When it comes to buying their first home, buyers will weigh several key factors before choosing a lender – what will the down payment be? What percentage of this down payment does the homebuyer have to make? What types of credit are there? What creditworthiness is required to secure a loan and how much does the cost of living compare to the monthly housing payment?
Depending on the location, the answers will certainly be different. The online loan marketplace LendingTree offers with its annual Precedence of local markets to determine the best for first-time buyers.
Taking into account the above factors – Average Down Payment, Average Down Payment Percentage, Proportion of Buyers Eligible for a Federal Housing Administration (FHA) Loan, Proportion of Buyers with a Credit Score below 680, and Proportion of Homeowners Who Have 30% of Their Monthly Income spending on housing costs – The LendingTree research team found that Kansas City, Missouri; Oklahoma City, Oklahoma; and Louisville Kentucky took the top three spots.
“Although each of these areas is in the middle of the ranking in terms of the percentage of buyers who take advantage of FHA loans, their high rankings in other categories make them attractive for first-time visitors,” explains LendingTree analyst and author Jacob Canal.
Oklahoma City, Kansas City and Buffalo, New York reported the lowest down payments of $ 33,188 in each region, significantly lower than the average down payment of $ 63,216 on the full 50 subways.
“This means that buyers in these areas are unlikely to have to save as much to pay a deposit as they do in other parts of the country,” notes Channel. OKC and Kansas City, as well as Salt Lake City, also reported the lowest percentage of down payment paid by the borrower, with an average down payment percentage of 10.4, which is about 4 basis points lower than the average of the 50 subways in the study.

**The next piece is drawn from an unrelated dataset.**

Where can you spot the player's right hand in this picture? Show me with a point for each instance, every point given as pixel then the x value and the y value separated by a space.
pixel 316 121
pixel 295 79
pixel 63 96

Memphis, Tennessee; Las Vegas and Virginia Beach, Virginia had the largest proportion of shoppers with a credit score below 680. Just over 25% of shoppers in these areas have a credit score below 680. (A recent study found that credit requirements loosen up a bit nationwide.)
The author points out that FHA loans for first-time buyers can be especially helpful in expensive, cash-poor areas because they require a lower down payment than some other types of loans. Unsurprisingly, three California cities – Los Angeles, San Diego, and Sacramento – topped the list of FHA loans.
As for the estimated debt to income ratio, Indianapolis; Raleigh, North Carolina; and Buffalo contain the smallest proportion of households that spend 30% or more of their monthly income on housing, which the author describes as “good news for first-time buyers who may not make as much as seasoned buyers.”